Artificial intelligence is arriving in the produced water management sector.

Infinity Water Solutions and Quantum Reservoir Impact have announced a strategic partnership to develop, deploy and advance a water intelligence platform called SpeedWise Water, an artificial intelligence and machine-learning software designed to standardize, categorize and appraise water, most notably the produced and treated produced water coming from the energy sector.

“Data is only as good as the tools you have to make sense of that data,” said Michael Dyson, Infinity’s chief executive officer. “We can build a tool that takes the data and makes sense of it.”

Nansen G. Saleri, chairman and chief executive officer of QRI, stated in an announcement of the partnership, “Infinity and QRI are a powerful combination. The coupling of our complementary skill sets, intel, technology and teams have resulted in a truly impressive platform. Together we can deliver far more positive outcomes toward sustainability and clean energy than either company individually. The fact that we can help the value appreciation of wastewater through AI and superior engineering makes it even more exciting.”

Without quality data, “We don’t know how valuable that water is for fracturing, agriculture use or if its toxic and needs to be disposed of in the subsurface,” said Zac Hildenbrand, who will be joining Infinity June 1 as chief scientific officer.
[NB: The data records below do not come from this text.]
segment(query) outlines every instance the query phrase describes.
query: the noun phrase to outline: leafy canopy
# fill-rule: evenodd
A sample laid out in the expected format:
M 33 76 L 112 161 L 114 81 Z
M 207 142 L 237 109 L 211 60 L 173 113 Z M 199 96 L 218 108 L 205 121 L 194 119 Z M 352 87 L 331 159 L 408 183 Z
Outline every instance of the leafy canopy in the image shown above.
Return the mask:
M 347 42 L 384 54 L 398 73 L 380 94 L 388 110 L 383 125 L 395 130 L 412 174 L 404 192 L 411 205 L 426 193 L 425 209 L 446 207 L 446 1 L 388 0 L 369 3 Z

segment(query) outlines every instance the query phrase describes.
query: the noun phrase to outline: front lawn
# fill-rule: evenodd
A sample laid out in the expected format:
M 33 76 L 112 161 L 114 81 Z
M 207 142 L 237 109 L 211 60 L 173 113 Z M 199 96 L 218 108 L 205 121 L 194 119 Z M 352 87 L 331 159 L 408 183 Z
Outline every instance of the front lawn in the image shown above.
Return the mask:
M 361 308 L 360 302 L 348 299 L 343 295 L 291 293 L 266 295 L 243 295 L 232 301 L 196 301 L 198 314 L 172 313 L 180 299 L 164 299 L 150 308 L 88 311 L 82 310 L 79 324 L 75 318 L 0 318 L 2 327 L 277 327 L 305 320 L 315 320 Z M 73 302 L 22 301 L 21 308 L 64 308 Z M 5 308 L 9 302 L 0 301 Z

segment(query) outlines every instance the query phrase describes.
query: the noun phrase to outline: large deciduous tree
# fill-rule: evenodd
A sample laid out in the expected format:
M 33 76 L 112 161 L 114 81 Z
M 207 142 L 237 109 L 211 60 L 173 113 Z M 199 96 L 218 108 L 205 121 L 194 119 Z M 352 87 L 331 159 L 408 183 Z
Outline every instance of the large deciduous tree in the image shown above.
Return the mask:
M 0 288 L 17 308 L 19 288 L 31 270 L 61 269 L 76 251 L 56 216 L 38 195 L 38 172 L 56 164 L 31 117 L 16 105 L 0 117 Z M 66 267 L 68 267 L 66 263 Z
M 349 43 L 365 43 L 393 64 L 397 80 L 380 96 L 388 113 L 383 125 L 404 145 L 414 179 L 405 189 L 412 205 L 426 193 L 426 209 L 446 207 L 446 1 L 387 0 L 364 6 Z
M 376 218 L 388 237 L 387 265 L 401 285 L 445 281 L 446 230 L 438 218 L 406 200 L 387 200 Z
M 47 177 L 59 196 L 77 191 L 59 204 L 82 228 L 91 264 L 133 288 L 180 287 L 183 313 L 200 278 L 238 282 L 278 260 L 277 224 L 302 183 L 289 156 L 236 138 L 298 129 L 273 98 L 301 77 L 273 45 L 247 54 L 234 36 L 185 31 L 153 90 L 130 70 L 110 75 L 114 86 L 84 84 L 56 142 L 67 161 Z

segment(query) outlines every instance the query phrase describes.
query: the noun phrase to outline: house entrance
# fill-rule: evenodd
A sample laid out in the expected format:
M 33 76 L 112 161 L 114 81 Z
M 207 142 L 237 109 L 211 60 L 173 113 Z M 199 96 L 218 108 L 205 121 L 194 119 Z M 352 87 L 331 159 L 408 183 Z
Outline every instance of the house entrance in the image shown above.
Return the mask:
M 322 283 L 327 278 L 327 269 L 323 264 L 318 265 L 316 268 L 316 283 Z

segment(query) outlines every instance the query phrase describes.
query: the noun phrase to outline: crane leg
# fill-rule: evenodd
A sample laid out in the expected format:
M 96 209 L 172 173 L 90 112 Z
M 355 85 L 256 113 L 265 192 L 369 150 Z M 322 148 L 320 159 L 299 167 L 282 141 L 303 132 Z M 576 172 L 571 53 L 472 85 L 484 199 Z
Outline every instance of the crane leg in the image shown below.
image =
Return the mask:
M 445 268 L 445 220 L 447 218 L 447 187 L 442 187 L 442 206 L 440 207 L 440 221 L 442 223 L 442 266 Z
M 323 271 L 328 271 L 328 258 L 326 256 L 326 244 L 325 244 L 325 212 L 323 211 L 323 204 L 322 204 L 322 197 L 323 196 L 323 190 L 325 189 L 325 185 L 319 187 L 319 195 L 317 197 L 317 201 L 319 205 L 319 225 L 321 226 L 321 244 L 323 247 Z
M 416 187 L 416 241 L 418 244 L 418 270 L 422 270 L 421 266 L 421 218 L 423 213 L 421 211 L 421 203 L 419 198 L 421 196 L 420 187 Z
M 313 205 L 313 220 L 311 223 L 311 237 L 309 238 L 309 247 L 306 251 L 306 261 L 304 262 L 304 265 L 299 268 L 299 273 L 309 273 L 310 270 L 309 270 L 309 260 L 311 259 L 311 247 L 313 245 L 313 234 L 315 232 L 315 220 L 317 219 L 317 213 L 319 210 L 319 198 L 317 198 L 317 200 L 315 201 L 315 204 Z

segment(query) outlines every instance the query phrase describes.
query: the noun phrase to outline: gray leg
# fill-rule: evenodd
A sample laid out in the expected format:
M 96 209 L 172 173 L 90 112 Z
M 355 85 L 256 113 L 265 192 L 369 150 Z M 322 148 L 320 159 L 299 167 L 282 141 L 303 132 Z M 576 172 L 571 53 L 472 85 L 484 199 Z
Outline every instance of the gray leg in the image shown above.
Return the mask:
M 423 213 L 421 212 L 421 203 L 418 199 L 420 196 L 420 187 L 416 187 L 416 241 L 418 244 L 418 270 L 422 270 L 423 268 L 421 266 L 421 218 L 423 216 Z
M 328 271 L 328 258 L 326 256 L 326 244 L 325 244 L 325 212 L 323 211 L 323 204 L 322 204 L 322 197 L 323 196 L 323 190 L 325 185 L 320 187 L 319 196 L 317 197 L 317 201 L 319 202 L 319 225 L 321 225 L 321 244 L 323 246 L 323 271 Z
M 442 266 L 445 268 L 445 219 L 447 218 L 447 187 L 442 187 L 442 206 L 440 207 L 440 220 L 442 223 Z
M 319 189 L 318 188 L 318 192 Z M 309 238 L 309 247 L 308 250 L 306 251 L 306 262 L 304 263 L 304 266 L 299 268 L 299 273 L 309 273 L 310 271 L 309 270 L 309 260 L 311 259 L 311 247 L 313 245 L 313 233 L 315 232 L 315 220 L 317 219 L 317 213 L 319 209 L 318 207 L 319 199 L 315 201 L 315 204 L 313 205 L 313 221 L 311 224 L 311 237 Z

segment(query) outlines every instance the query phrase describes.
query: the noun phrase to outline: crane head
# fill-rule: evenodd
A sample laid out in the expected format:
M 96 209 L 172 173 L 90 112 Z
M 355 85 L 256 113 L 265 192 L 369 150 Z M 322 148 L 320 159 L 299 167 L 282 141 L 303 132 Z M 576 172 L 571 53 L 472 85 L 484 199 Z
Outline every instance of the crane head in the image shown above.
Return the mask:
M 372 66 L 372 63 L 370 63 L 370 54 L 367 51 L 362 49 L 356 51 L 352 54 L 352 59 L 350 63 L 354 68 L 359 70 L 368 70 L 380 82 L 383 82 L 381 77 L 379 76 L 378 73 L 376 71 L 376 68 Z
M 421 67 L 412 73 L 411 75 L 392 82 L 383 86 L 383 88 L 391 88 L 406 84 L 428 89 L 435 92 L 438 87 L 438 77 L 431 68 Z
He currently is a research professor at the University of Texas at El Paso’s Department of Chemistry and Biochemistry.

SpeedWise will have remote sensors capturing information from production sites and relaying that information into its platform, he said. As more data points are collected, it becomes even more powerful, he added.
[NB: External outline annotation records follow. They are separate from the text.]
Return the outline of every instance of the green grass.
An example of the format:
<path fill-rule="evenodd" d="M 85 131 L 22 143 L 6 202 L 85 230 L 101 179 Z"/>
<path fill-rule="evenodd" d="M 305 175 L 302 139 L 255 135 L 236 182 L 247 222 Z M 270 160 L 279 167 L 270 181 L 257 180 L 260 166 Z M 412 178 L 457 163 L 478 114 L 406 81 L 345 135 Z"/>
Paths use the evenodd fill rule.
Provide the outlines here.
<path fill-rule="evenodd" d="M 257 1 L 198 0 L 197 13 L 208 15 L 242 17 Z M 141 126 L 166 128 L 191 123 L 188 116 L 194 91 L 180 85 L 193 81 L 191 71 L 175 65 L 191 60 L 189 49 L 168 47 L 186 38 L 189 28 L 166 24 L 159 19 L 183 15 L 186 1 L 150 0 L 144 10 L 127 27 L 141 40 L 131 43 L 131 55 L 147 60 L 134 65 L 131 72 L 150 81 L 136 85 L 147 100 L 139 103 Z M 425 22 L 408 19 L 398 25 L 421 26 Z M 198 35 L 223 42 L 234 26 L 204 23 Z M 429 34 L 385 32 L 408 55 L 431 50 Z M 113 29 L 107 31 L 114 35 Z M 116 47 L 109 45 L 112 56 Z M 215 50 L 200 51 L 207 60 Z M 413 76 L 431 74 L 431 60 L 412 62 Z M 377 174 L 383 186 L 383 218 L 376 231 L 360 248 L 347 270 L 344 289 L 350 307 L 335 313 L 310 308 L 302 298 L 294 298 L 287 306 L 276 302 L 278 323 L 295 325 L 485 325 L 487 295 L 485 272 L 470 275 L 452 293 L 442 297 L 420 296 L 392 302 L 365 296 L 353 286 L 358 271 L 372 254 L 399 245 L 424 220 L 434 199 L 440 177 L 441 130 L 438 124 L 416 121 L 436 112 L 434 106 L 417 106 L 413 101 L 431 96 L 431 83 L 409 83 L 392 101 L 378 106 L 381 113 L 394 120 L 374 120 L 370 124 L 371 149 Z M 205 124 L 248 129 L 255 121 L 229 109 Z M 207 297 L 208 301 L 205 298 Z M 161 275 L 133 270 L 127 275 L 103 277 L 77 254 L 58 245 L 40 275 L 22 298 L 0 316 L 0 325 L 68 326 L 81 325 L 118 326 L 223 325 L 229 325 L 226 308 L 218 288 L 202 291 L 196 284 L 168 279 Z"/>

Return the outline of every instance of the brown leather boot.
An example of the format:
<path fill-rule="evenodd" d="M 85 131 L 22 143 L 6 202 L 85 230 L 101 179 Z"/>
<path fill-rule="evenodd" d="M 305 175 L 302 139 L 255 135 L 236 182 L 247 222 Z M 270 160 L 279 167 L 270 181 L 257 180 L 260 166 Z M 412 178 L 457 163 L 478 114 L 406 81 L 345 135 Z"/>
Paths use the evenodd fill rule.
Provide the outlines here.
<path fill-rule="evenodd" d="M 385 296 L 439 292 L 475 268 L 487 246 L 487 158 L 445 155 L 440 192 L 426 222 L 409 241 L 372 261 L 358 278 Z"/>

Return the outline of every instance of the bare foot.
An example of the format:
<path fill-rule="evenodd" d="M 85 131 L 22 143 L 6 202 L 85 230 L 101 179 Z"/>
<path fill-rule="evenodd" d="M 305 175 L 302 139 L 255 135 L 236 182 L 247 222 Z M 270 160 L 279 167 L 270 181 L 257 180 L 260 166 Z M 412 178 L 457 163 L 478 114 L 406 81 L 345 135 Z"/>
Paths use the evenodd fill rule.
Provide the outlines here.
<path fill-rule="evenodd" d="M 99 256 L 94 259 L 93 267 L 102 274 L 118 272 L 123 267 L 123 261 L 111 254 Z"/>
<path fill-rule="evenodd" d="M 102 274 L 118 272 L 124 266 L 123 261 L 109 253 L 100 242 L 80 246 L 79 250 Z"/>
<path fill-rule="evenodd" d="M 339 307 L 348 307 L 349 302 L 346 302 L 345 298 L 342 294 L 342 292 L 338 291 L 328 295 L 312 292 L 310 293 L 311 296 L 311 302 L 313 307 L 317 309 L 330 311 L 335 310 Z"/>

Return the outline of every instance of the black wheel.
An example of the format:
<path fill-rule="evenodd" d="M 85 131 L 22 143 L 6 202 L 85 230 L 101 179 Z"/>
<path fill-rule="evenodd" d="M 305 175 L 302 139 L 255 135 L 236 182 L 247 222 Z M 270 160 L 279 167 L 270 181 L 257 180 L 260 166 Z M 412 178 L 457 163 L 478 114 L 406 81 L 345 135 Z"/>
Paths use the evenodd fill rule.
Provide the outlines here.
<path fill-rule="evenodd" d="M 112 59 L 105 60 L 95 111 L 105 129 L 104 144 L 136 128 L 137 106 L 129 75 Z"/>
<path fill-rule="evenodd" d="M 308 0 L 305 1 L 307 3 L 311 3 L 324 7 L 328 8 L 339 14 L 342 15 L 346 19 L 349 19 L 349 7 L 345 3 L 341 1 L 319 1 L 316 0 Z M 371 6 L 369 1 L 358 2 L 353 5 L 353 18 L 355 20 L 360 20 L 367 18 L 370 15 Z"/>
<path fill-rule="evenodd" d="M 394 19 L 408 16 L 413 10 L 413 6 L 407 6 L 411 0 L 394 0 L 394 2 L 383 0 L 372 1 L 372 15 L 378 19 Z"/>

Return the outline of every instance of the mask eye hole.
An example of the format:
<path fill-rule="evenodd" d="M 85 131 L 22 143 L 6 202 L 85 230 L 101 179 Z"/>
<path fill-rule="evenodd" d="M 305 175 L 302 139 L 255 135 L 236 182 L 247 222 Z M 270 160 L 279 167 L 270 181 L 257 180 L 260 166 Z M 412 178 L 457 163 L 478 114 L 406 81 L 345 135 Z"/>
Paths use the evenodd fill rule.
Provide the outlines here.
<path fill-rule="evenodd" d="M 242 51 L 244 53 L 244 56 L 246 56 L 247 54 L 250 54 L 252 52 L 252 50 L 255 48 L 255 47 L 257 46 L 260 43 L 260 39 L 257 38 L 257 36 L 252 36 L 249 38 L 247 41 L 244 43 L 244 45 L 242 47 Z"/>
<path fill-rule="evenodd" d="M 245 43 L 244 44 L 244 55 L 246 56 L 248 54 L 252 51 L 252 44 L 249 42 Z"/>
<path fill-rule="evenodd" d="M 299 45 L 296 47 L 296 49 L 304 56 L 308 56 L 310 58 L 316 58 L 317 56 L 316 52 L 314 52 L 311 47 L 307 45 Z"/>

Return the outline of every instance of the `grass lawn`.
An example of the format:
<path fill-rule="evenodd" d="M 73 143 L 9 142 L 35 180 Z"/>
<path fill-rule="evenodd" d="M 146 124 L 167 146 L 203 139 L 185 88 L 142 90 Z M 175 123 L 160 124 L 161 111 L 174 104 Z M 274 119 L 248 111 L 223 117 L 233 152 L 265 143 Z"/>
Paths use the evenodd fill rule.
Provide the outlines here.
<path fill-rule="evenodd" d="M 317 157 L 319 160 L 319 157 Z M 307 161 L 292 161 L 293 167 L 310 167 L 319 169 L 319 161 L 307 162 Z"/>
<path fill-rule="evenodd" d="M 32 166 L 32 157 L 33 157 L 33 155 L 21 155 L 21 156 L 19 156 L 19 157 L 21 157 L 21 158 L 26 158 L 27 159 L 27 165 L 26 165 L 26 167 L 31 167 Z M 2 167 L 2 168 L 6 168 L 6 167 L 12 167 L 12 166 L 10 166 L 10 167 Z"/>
Demonstrating a beta version of SpeedWise, Hildenbrand showed how it can take a cluster of wells – the particular wells being shown were in New Mexico – and, through AI, predict how much water the wells would produce, how much of that water would be needed for fracturing projects and the constituents found in that water.

“We can commoditize that water, generate a marketplace,” he said.

That should bring down costs for both the companies that gather and dispose of water and those sourcing water, said Dyson.

This goes beyond ESG – Environment, Social and Governance – but to sustainability, he continued.

The platform will also offer legislators and regulators and academicians the tools they need to advance beneficial reuse of produced water, Dyson said.

“We’re still on the cusp of beneficial reuse,” said Hildenbrand. “We don’t have permitting because they don’t have standards. I hope we can hand our data to regulators and water consortiums and say, ‘Here’s the standards’ so they can put regulations in place.”

He added that he has seen Permian Basin operators treat produced water to a level less toxic than the standards for drinking water in El Paso.

Dyson said the platform will democratize information so any stakeholder at any level will know the value of the produced water, enhancing purchasing power. He cited the example of cotton farmers seeking water to irrigate their crops. Water treatment companies can use the information to optimize their processes.

Solutions to the vast amount of produced water exist to turn what is considered a waste product, a liability, into an asset.

“SpeedWise is a critical component that furthers things that are impossible now,” Dyson said. “This pulls together technologies and makes them work smoothly. The status quo is not sustainable.”